Urban resilience is the capacity of individuals, communities, institutions, and systems within a city to survive, adapt, and thrive in the face of the chronic stresses and acute shocks they experience. Learn more about urban resilience.
A shock is a sudden sharp event that threatens the immediate well-being of a city. In Toronto, we face potential shocks due to flash storms that lead to flooding, heatwaves, blizzards and cold snaps, and power outages.
A stress is chronic, meaning it plays itself out day after day. Stresses can weaken the fabric of our city, and impact our ability to bounce back in response to a shock. In Toronto, these stresses include growing economic inequality among residents, a worsening housing crisis, difficulty getting around, and ageing infrastructure.
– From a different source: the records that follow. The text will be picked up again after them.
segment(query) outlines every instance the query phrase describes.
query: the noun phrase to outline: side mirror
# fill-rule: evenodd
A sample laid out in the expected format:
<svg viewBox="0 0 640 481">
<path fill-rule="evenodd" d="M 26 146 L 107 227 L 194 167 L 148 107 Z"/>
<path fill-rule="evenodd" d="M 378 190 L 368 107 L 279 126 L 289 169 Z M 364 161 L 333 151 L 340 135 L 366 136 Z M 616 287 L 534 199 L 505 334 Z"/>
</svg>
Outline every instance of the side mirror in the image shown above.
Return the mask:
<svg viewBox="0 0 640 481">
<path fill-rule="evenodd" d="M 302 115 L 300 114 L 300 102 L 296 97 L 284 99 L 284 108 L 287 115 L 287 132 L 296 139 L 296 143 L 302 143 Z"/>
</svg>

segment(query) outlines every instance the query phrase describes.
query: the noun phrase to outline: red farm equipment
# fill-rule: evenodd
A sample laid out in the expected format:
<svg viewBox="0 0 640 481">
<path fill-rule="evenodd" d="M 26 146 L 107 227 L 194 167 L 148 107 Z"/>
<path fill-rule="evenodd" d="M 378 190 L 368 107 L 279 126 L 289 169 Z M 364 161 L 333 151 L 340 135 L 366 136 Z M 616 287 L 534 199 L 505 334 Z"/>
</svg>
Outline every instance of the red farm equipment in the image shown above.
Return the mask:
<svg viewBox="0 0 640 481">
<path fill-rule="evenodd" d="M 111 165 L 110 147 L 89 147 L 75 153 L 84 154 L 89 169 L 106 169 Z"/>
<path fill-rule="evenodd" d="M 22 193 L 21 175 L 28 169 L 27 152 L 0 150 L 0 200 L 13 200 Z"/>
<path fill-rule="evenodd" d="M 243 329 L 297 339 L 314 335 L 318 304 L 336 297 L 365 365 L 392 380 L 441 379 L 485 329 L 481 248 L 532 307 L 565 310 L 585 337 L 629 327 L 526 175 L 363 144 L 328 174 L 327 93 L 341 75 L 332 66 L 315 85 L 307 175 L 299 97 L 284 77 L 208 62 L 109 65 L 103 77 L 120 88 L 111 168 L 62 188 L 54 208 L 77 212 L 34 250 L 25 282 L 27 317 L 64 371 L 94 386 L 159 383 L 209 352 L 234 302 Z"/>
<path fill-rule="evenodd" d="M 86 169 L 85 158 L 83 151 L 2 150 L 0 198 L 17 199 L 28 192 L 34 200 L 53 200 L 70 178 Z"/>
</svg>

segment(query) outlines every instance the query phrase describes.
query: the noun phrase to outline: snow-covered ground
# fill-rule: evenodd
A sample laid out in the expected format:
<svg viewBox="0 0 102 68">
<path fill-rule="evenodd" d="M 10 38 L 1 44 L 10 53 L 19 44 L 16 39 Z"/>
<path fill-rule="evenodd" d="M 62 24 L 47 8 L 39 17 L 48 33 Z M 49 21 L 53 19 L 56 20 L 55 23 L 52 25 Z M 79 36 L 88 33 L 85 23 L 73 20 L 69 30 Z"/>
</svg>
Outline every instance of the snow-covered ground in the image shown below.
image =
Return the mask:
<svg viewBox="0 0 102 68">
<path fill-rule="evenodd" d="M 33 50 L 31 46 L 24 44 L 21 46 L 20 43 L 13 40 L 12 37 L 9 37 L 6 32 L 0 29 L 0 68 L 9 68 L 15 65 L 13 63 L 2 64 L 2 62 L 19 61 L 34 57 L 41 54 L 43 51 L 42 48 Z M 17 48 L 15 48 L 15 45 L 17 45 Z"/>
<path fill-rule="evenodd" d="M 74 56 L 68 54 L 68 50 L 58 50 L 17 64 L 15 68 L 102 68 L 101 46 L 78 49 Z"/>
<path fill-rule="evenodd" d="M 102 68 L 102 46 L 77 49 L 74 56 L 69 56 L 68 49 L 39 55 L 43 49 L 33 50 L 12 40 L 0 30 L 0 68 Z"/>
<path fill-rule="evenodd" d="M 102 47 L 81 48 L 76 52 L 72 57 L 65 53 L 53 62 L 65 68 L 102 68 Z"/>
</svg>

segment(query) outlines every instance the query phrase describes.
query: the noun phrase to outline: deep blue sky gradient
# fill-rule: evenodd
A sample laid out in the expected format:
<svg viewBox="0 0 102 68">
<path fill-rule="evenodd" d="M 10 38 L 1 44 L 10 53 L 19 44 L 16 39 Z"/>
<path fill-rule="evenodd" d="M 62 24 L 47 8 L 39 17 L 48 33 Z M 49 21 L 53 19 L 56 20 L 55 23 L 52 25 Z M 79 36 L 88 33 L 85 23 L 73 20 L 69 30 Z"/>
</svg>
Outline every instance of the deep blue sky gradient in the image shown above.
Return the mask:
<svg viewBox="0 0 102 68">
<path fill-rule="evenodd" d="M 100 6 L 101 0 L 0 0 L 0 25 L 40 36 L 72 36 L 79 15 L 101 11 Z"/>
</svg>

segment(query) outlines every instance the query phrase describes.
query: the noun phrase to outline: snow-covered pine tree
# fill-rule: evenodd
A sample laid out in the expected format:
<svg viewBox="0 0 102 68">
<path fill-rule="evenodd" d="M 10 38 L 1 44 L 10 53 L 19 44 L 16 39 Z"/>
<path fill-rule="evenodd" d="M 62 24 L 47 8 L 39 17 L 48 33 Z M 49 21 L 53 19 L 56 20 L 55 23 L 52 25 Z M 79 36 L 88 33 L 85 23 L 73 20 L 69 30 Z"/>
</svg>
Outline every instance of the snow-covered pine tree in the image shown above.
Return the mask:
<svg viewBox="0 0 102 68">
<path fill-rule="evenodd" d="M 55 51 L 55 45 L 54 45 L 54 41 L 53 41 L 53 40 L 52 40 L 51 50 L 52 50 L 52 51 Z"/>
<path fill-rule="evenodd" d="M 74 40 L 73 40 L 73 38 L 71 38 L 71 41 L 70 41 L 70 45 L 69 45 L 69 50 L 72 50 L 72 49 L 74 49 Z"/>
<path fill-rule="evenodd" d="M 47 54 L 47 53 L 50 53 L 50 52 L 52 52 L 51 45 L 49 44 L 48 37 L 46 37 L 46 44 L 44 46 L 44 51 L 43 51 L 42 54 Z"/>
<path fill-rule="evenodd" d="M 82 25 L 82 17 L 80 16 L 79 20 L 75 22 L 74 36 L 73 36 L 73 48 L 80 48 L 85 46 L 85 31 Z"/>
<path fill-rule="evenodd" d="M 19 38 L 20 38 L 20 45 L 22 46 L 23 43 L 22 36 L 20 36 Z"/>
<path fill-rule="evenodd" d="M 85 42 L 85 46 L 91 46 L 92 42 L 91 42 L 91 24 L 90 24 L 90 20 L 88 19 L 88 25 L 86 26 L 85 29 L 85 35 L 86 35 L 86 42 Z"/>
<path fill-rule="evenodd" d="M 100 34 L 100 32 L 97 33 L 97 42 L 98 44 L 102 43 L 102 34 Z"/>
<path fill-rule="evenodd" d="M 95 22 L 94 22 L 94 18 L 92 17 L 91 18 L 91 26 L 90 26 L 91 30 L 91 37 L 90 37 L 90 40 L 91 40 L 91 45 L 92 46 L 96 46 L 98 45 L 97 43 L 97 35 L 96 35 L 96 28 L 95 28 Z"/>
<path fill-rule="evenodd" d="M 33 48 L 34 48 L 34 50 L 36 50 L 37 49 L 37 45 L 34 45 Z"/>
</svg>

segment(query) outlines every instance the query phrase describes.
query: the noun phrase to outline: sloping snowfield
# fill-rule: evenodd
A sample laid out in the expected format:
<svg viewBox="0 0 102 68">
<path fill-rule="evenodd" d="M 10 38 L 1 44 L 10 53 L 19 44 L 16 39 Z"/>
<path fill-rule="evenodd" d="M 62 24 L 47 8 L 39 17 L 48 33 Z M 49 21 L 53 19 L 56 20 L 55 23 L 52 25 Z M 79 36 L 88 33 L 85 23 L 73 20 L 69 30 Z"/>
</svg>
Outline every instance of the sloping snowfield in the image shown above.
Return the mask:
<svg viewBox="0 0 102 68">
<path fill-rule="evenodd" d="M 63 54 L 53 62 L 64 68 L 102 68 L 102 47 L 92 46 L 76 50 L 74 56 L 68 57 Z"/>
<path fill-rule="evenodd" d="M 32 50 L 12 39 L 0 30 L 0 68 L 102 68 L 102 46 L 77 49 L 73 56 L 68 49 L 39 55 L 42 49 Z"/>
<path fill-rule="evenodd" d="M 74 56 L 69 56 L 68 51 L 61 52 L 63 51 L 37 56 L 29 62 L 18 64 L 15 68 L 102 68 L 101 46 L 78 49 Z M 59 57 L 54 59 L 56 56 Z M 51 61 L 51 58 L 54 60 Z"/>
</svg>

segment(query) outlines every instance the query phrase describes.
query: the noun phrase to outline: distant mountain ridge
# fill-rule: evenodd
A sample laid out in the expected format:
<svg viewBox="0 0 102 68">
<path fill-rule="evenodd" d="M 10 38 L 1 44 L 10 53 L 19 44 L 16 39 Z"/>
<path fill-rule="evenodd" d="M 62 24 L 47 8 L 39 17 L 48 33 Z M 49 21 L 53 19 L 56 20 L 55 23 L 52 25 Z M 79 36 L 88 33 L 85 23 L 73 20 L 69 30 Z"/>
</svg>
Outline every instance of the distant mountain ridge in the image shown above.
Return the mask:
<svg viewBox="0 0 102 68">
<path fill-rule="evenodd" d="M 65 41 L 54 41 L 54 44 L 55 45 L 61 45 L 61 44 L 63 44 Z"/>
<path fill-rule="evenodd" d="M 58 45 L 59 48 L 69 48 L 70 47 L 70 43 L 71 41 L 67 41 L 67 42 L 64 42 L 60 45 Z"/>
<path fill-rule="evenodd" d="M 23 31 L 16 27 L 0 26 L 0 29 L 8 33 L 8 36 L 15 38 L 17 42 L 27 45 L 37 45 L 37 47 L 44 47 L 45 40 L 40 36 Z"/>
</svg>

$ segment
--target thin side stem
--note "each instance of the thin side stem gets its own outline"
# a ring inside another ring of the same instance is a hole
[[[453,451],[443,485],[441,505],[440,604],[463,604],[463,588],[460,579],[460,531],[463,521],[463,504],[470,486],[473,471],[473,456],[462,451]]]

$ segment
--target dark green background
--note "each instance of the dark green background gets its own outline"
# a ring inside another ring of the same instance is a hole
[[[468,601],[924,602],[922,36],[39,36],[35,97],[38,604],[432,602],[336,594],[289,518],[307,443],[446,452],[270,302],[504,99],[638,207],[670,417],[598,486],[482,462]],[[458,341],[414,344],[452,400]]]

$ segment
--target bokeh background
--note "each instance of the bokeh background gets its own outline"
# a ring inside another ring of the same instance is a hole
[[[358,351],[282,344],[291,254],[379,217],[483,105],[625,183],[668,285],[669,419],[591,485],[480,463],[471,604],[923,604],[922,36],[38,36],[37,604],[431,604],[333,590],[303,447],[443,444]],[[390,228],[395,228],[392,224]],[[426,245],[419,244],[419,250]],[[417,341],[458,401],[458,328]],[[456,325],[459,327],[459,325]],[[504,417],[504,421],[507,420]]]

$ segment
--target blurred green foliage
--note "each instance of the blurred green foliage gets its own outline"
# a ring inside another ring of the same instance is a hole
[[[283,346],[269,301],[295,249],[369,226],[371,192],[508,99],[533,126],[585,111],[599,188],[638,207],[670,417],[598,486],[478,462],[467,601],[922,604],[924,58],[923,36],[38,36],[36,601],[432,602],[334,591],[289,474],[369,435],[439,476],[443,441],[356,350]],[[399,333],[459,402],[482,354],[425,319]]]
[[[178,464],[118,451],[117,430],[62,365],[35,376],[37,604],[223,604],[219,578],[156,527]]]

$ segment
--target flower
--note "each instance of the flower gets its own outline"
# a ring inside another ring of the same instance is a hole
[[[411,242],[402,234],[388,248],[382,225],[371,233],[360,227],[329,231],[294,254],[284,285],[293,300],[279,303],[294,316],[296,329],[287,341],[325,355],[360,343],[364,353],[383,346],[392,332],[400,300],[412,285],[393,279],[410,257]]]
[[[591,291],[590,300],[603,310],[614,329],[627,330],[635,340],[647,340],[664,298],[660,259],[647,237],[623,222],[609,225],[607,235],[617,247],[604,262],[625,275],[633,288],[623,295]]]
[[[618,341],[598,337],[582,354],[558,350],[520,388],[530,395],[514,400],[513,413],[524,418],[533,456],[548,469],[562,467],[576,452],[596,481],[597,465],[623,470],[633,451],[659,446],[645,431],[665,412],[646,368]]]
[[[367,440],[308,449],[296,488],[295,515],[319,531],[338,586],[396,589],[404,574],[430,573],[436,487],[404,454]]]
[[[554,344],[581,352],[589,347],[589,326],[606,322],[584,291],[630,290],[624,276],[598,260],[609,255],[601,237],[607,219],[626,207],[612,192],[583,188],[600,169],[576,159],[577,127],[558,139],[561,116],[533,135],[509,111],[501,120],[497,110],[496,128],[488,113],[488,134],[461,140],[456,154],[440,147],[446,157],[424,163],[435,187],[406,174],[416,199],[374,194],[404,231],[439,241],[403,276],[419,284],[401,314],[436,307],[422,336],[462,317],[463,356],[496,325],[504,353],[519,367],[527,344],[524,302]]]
Advancing equity is a core component of building resilience. The ability of a city to survive and thrive in the face of challenges is as much about the strength of its communities and neighbourhoods as it is about the design and management of its infrastructure and buildings.
A focus on equity is aligned with an all my relations Indigenous worldview. While different Indigenous communities have diverse sets of knowledge, many local Indigenous communities and communities across Canada share a teaching that could be translated in English as “all my relations”.
According to Thomas King, ‘all my relations’ “reminds us of the extended relationship we share with all human beings. But the relationships go further, the web of kinship to animals, to the birds, to the fish, to the plants, to all the animate and inanimate forms that can be seen or imagined. More than that, “all my relations” is an encouragement for us to accept the responsibilities we have within the universal family by living our lives in a harmonious and moral manner”.
The Resilience Strategy’s focus on equity is guided by the “all my relations” teaching.